Jumat, 08 Juni 2012

Habitat, penyebaran dan daya rusak Hama Keong Emas


Keong mas pada kolam, rawa, dan lahan yang selalu tergenang termasuk sawah, didaerah tropik dan subtropik dengan temperatur terendah 10˚C (Anonim, 2006). Hewan ini mempunyai insang dan organ yang berfungsi sebagai paru-paru yang digunakan untuk adaptasi di dalam air maupun di darat. Paru-paru merupakan organ tubuh yang penting untuk hidup pada kondisi yang berat. Gabungan antara operculum dengan paru-paru merupakan daya adaptasi untuk menghadapi kekeringan. Jika air berkurang dan tanah atau lumpur menjadi kering, keong mas membenamkan diri ke dalam tanah, sehingga metabolisme berkurang dan memasuki masa diapause. Fungsi paru-paru bukan hanya untuk bernafas tetapi juga untuk mengatur pengapungan. Keong mas dapat hidup pada lingkungan yang berat, seperti air yang terpolusi atau kurang kandungan oksigen.

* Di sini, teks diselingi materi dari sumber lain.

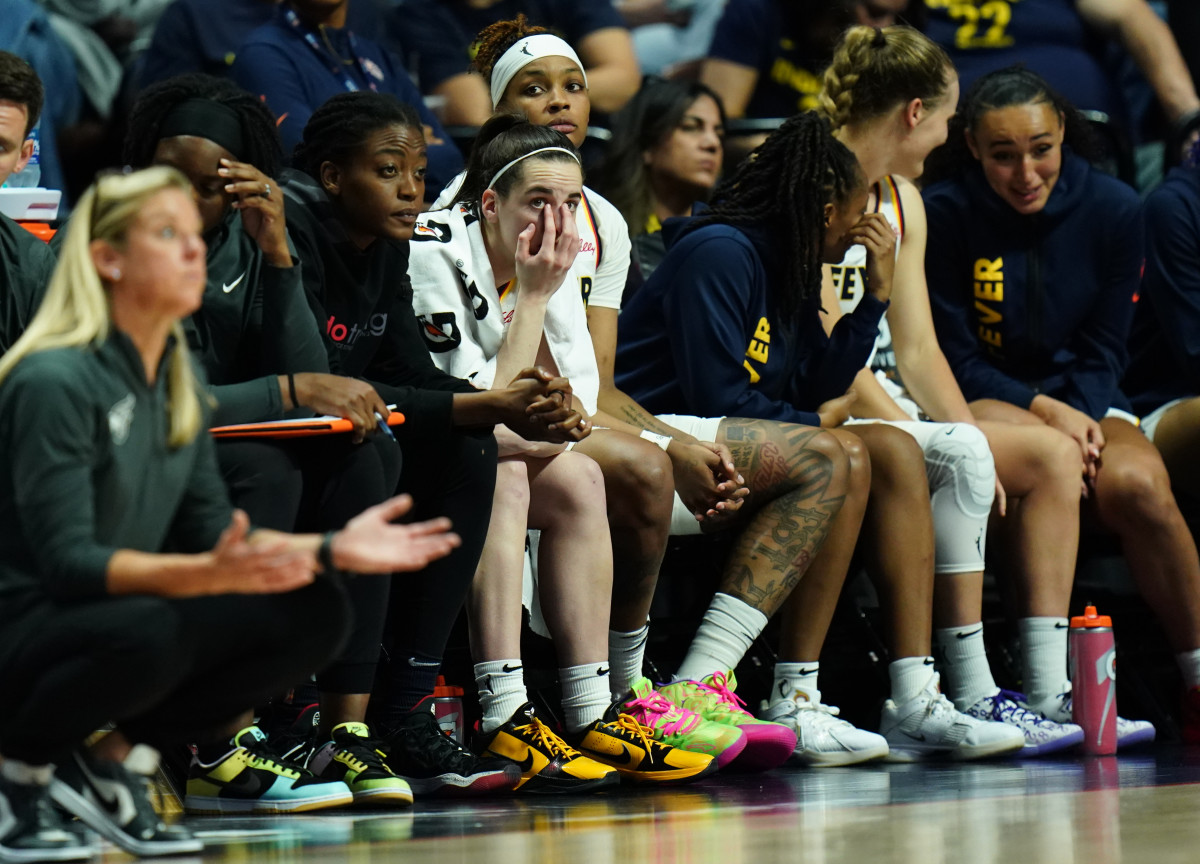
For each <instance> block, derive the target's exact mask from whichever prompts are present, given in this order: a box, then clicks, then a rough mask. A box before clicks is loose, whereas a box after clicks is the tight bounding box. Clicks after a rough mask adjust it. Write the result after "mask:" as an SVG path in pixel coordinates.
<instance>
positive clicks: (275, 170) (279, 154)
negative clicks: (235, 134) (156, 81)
mask: <svg viewBox="0 0 1200 864" xmlns="http://www.w3.org/2000/svg"><path fill="white" fill-rule="evenodd" d="M188 100H208V101H210V102H218V103H221V104H223V106H226V107H228V108H230V109H233V110H234V112H236V113H238V116H239V119H240V120H241V134H242V143H244V145H245V152H241V154H236V156H238V158H240V160H241V161H244V162H247V163H250V164H252V166H254V167H256V168H258V169H259V170H260V172H263V173H264V174H266V175H268V176H277V175H278V173H280V169H281V168H282V167H283V150H282V148H281V146H280V136H278V132H277V131H276V128H275V118H274V116H272V115H271V112H270V110H269V109H268V108H266V106H265V104H263V102H262V100H258V98H256V97H254V96H252V95H250V94H248V92H246V91H245V90H242V89H241V88H239V86H238V85H236V84H234V83H233V82H229V80H226V79H223V78H214V77H212V76H208V74H200V73H198V72H192V73H187V74H181V76H175V77H174V78H168V79H167V80H164V82H160V83H157V84H151V85H150V86H148V88H146V89H145V90H143V91H142V95H140V96H138V101H137V102H136V103H134V104H133V109H132V112H131V113H130V126H128V131H127V132H126V134H125V161H126V163H128V164H131V166H133V167H134V168H144V167H145V166H149V164H150V163H151V162H154V151H155V148H157V146H158V142H160V140H161V139H162V136H161V134H160V130H161V128H162V124H163V121H164V120H166V119H167V116H168V115H169V114H170V112H172V110H173V109H174V108H175V107H176V106H179V104H180V103H182V102H186V101H188Z"/></svg>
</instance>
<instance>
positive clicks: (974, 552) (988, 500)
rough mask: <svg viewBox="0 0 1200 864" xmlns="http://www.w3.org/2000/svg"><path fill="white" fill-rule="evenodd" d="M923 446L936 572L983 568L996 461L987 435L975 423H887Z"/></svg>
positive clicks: (959, 570)
mask: <svg viewBox="0 0 1200 864" xmlns="http://www.w3.org/2000/svg"><path fill="white" fill-rule="evenodd" d="M888 425H889V426H895V427H898V428H902V430H904V431H905V432H907V433H908V434H911V436H912V437H913V438H916V439H917V443H918V444H920V449H922V450H923V451H924V454H925V474H926V476H928V478H929V497H930V502H931V504H932V509H934V536H935V568H934V569H935V571H936V572H940V574H956V572H973V571H976V570H983V560H984V550H985V544H986V539H988V516H989V514H990V512H991V503H992V499H994V498H995V496H996V463H995V462H994V461H992V457H991V448H989V446H988V438H986V437H985V436H984V433H983V432H980V431H979V430H978V427H976V426H971V425H970V424H937V422H919V421H908V422H905V421H888Z"/></svg>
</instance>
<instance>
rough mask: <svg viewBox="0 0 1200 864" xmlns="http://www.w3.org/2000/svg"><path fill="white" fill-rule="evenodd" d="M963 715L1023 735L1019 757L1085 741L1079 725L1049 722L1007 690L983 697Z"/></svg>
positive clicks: (1019, 698) (1080, 743)
mask: <svg viewBox="0 0 1200 864" xmlns="http://www.w3.org/2000/svg"><path fill="white" fill-rule="evenodd" d="M962 713H964V714H966V715H968V716H973V718H974V719H976V720H992V721H995V722H1002V724H1008V725H1009V726H1015V727H1016V728H1019V730H1021V733H1022V734H1024V736H1025V746H1024V748H1022V749H1021V756H1045V755H1046V754H1051V752H1057V751H1058V750H1066V749H1067V748H1073V746H1076V745H1078V744H1081V743H1082V742H1084V730H1082V727H1081V726H1076V725H1075V724H1072V722H1057V721H1055V720H1050V719H1049V718H1046V716H1045V715H1044V714H1040V713H1038V712H1036V710H1033V709H1032V708H1028V707H1027V706H1026V704H1025V696H1022V695H1021V694H1018V692H1012V691H1010V690H1000V691H997V692H996V694H995V695H992V696H984V697H983V698H982V700H979V701H978V702H976V703H974V704H973V706H971V707H970V708H967V709H966V710H965V712H962Z"/></svg>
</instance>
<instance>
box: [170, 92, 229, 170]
mask: <svg viewBox="0 0 1200 864" xmlns="http://www.w3.org/2000/svg"><path fill="white" fill-rule="evenodd" d="M175 136H194V137H197V138H208V139H209V140H210V142H212V143H214V144H218V145H221V146H223V148H224V149H226V150H228V151H229V152H230V154H233V156H234V158H236V160H240V158H241V157H242V155H244V150H245V143H244V140H242V133H241V115H240V114H239V113H238V112H236V110H234V109H233V108H230V107H229V106H227V104H222V103H221V102H214V101H212V100H205V98H191V100H186V101H184V102H180V103H179V104H178V106H175V107H174V108H172V109H170V113H169V114H167V116H166V118H164V119H163V121H162V126H161V127H160V130H158V138H160V139H162V138H174V137H175Z"/></svg>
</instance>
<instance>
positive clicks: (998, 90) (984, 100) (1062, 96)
mask: <svg viewBox="0 0 1200 864" xmlns="http://www.w3.org/2000/svg"><path fill="white" fill-rule="evenodd" d="M1022 104H1049V106H1050V107H1051V108H1054V109H1055V112H1056V113H1057V114H1058V115H1060V116H1062V119H1063V125H1064V130H1063V144H1064V145H1066V146H1069V148H1070V149H1072V150H1073V151H1074V152H1075V154H1076V155H1079V156H1082V157H1084V158H1086V160H1088V161H1092V160H1094V158H1097V156H1098V155H1099V146H1098V142H1097V137H1096V133H1094V132H1093V131H1092V127H1091V126H1090V125H1088V122H1087V119H1086V118H1084V115H1082V114H1080V113H1079V112H1078V110H1076V109H1075V107H1074V106H1073V104H1072V103H1070V102H1068V101H1067V100H1066V97H1063V96H1062V95H1060V94H1058V92H1057V91H1056V90H1055V89H1054V88H1051V86H1050V85H1049V84H1046V82H1045V80H1044V79H1043V78H1042V76H1039V74H1038V73H1037V72H1032V71H1030V70H1027V68H1025V67H1024V66H1008V67H1006V68H1002V70H996V71H995V72H989V73H988V74H985V76H983V77H982V78H979V79H978V80H977V82H976V83H974V84H972V85H971V89H970V90H967V92H966V95H965V96H964V97H962V100H961V101H960V103H959V113H958V114H956V115H955V116H954V119H953V120H950V126H949V134H948V137H947V139H946V144H943V145H942V146H940V148H937V150H935V151H934V152H932V154H930V157H929V158H928V160H926V161H925V173H924V175H923V176H922V185H923V186H928V185H930V184H934V182H937V181H938V180H944V179H946V178H948V176H952V175H954V174H958V173H959V172H961V170H962V169H964V168H965V167H967V166H970V164H972V163H973V162H974V157H973V156H972V155H971V149H970V148H968V146H967V137H966V133H967V132H968V131H974V130H977V128H978V127H979V120H980V119H982V118H983V115H984V114H986V113H988V112H991V110H996V109H997V108H1009V107H1012V106H1022Z"/></svg>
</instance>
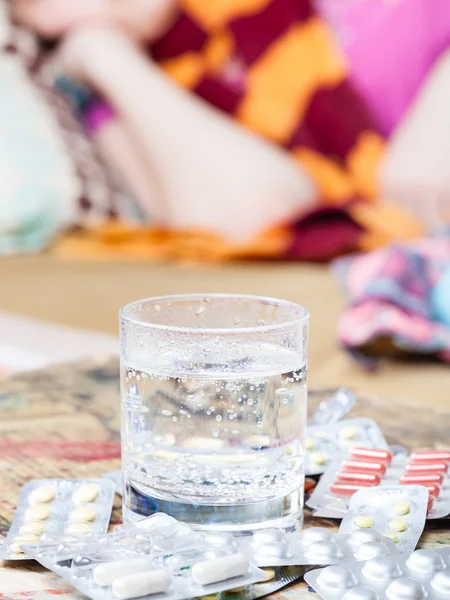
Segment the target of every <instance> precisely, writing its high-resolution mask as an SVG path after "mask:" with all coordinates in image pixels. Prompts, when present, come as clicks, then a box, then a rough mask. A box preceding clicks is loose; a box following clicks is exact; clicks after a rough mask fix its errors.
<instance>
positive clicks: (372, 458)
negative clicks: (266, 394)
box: [350, 448, 392, 464]
mask: <svg viewBox="0 0 450 600" xmlns="http://www.w3.org/2000/svg"><path fill="white" fill-rule="evenodd" d="M350 456H351V458H356V459H360V460H361V459H362V460H376V461H381V462H384V463H387V464H389V463H390V462H391V460H392V452H390V451H389V450H384V449H380V448H352V451H351V453H350Z"/></svg>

Introduksi keong mas dari habitat aslinya di Amerika Selatan ke beberapa negara untuk berbagai keperluan menyebar dengan cepat. Habitat yang kondusif bagi keong mas di daerah yang baru mmenyebabkan populasi meningkat dan menjadi hama baru bagi tanaman padi. Keong mas salah satu dari 100 spesies biota di tempat hidup yang baru dan paling merugikan (Joshi, 2005). Invasi keong mas berkaitan dengan daya reproduksi yang tinggi, kemampuan beradaptasi yang cepat dengan lingkungan, dan rakus makan pada kondisi tanaman inang yang beragam, sehingga dapat mengalahkan perkembangan siput atau keong lokal.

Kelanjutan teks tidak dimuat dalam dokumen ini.